In Russland entwickelt sich eine massive Treibstoffkrise. Laut Reuters und Branchenquellen deckt die Benzinproduktion nur etwa 65 % der saisonalen Nachfrage. Täglich fehlen dem Land 40.000 bis 45.000 Tonnen Kraftstoff – das ist fast ein Drittel des benötigten Volumens. In der sommerlichen Hochsaison steigt der Bedarf auf 115.000 bis 120.000 Tonnen pro Tag, doch die Kapazitäten der Raffinerien reichen nicht mehr aus.

Angriffe auf Raffinerien und Produktionsrückgang

Ursache für den drastischen Rückgang der Lieferungen waren Angriffe ukrainischer Drohnen auf Schlüssel-Ölraffinerien. Giganten wie die NORSI und die Omsker Raffinerie – zwei der größten Benzinproduzenten des Landes – wurden außer Gefecht gesetzt. Auch die Saratower Raffinerie erlitt Schäden. Diese Anlagen belieferten zuvor einen erheblichen Teil des Binnenmarktes.

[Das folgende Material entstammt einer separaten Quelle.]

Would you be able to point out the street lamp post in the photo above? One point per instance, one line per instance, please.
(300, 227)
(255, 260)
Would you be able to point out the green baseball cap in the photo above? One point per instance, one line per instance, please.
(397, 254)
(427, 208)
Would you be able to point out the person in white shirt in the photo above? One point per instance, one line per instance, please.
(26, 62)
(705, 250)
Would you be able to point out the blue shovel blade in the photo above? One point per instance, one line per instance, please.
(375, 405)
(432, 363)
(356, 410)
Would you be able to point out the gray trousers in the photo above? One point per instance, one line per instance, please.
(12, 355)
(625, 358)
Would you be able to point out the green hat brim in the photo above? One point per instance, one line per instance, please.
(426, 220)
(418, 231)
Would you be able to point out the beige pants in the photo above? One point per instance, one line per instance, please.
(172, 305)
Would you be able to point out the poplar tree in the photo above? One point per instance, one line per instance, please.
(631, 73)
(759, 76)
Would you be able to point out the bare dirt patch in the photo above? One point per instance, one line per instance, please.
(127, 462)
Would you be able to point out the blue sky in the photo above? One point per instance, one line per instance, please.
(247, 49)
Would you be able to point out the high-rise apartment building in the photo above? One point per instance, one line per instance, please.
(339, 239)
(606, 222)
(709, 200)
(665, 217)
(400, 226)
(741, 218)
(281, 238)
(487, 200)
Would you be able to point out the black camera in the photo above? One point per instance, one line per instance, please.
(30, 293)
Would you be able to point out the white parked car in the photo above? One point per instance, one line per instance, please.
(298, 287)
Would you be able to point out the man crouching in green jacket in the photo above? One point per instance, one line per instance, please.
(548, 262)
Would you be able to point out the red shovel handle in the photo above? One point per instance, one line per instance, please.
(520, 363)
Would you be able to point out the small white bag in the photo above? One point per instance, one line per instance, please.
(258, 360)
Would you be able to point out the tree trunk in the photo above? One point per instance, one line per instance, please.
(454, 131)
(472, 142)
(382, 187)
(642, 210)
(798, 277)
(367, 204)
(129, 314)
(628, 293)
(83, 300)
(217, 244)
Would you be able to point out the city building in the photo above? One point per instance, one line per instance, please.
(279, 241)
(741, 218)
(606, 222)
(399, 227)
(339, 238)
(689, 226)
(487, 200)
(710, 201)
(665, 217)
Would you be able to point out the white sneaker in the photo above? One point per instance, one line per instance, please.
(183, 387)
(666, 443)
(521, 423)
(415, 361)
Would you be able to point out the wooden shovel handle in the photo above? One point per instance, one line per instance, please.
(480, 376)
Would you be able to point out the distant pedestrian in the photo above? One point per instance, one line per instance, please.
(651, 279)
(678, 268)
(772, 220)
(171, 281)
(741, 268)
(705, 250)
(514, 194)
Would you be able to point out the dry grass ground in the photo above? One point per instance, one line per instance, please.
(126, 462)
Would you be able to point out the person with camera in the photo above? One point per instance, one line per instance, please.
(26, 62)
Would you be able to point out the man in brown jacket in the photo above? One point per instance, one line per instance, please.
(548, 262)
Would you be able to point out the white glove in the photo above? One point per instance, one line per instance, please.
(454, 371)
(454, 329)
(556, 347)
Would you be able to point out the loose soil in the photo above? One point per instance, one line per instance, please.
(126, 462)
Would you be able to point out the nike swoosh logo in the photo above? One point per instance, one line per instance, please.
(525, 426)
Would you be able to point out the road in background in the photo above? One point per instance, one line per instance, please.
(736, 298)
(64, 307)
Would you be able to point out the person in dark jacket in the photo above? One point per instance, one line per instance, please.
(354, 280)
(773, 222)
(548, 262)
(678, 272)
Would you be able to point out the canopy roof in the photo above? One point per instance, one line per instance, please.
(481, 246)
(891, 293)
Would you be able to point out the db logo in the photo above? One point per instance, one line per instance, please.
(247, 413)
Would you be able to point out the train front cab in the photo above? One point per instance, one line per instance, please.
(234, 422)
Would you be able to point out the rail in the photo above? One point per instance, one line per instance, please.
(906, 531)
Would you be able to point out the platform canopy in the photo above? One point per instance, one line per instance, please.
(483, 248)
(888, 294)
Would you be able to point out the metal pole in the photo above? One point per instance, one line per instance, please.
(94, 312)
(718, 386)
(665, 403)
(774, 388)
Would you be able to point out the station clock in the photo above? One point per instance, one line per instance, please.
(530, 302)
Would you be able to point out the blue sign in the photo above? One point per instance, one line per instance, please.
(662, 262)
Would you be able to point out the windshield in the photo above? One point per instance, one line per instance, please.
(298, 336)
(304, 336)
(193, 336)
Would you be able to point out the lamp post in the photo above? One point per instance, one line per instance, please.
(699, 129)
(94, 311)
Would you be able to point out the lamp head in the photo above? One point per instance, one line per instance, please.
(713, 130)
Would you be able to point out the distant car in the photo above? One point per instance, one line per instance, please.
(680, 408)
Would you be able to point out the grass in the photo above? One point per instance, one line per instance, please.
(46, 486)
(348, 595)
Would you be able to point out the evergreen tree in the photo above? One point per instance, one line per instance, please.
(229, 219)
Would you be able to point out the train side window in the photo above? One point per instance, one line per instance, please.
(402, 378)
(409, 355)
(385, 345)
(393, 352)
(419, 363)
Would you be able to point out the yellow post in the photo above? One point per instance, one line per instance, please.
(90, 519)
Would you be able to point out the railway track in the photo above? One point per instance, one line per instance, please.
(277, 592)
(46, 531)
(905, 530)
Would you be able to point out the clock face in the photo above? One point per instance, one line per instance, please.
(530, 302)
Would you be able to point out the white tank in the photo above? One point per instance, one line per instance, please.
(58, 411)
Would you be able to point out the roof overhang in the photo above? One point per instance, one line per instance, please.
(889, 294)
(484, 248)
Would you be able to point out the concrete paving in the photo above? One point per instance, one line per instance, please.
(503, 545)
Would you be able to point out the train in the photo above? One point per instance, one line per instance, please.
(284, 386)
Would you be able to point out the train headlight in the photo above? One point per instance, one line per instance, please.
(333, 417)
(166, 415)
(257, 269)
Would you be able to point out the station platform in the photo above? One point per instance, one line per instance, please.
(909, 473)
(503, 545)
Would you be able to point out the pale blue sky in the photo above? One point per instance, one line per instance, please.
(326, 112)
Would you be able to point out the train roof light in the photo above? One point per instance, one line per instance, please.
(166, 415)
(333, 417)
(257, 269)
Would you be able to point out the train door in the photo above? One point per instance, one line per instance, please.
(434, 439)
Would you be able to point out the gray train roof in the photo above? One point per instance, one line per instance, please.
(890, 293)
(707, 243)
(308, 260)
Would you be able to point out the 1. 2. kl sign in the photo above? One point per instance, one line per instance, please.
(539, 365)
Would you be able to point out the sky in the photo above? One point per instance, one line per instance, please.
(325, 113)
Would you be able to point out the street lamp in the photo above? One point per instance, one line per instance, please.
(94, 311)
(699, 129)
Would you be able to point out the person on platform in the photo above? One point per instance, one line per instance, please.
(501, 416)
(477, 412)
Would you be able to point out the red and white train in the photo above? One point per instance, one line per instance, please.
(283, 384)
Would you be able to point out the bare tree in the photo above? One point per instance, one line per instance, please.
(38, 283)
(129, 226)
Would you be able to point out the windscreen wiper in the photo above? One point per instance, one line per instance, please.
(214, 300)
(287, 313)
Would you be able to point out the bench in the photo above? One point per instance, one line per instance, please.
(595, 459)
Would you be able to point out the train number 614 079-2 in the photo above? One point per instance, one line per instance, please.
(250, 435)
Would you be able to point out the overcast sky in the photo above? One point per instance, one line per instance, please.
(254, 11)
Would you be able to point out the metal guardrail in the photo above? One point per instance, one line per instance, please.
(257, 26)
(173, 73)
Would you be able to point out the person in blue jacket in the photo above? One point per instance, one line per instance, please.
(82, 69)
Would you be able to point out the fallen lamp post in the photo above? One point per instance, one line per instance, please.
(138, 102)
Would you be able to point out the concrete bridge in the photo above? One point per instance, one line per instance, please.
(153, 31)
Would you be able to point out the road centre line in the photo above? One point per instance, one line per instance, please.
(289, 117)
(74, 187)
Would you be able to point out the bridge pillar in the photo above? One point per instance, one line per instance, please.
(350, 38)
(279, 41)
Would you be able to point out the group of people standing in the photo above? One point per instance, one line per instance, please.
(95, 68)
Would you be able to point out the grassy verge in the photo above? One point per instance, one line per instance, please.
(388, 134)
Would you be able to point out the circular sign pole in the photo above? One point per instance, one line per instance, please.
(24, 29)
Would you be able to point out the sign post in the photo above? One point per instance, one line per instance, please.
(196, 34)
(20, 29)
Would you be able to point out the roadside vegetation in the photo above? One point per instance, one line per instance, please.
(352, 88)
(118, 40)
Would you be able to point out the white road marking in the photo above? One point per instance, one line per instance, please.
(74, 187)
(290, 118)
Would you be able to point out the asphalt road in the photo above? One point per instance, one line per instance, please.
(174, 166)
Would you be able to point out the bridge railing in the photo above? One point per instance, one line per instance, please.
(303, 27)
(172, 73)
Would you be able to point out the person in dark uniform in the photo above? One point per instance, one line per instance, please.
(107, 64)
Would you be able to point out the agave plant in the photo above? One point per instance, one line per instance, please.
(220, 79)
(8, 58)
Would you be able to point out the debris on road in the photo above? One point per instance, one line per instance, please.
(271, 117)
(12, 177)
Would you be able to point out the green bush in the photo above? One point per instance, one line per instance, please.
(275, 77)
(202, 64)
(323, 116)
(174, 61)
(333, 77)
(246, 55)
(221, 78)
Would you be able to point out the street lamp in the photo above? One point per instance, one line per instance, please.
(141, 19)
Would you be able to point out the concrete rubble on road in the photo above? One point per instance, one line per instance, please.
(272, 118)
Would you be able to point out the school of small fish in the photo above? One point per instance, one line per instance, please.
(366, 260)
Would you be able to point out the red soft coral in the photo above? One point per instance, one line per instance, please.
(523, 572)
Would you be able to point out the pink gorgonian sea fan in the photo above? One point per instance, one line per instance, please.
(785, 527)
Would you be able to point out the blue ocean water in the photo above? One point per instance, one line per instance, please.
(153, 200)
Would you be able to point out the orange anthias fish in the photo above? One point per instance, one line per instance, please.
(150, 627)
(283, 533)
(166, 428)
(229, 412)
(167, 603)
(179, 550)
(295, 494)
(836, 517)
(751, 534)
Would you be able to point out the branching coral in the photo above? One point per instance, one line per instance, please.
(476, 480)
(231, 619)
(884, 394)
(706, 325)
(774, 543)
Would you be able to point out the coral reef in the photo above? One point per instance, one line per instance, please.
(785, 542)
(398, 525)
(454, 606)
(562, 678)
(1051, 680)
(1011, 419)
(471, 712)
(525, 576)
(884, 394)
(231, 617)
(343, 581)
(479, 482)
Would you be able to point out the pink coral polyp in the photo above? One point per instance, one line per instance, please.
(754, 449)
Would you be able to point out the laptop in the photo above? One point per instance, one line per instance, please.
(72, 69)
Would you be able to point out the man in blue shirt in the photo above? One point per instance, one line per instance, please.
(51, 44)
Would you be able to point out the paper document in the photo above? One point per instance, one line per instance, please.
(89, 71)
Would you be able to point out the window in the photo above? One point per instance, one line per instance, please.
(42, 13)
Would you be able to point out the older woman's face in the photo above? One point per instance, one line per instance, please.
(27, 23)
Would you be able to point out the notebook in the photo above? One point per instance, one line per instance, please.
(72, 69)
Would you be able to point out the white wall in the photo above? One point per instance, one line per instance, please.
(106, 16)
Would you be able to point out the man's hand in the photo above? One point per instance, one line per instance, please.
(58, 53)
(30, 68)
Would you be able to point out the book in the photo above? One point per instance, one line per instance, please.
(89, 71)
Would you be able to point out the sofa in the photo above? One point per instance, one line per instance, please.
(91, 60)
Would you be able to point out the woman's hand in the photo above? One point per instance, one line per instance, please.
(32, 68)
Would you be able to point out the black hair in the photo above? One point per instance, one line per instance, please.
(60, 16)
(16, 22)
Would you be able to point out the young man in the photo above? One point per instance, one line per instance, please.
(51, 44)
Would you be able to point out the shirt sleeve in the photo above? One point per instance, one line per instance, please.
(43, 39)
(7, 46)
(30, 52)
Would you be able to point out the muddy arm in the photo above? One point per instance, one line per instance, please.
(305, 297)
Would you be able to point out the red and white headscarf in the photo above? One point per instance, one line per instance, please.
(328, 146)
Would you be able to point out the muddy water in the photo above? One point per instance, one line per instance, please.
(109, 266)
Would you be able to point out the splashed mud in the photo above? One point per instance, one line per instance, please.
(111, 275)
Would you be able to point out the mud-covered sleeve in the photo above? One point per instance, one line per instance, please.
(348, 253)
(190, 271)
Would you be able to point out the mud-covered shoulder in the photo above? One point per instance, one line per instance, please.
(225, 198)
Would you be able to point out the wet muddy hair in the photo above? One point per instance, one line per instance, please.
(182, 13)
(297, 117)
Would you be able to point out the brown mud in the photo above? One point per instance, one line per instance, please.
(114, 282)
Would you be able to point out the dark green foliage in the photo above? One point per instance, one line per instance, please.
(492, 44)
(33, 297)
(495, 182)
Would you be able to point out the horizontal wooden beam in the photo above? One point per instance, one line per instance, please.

Bereits im Juni lag der Mangel bei 25 %, doch bis Juli stieg er auf kritische Werte. Die internen Vorräte schwinden rapide, und die Wiederinbetriebnahme der Werke hängt vom Ausbleiben neuer Angriffe ab.

Import und Exportverbot

Die russische Regierung diskutiert die Einführung eines Exportverbots für Dieselkraftstoff, Flugzeugturbinenkerosin und Benzin. Gleichzeitig intensiviert das Land die Importe: Im Juni erreichten die Lieferungen aus Belarus einen Monatsrekord von bis zu 6.000 Tonnen Benzin pro Tag. Zudem begann Russland, wie Reuters-Quellen berichten, mit dem Seetransport von Kraftstoff aus Indien.

Reaktion von Behörden und Öffentlichkeit

Vizepremierminister Alexander Nowak gab die Schwere der Lage in einer Regierungssitzung öffentlich zu. Er stellte fest, dass „die aktuelle Situation an den Tankstellen Besorgnis in der Bevölkerung auslöst“.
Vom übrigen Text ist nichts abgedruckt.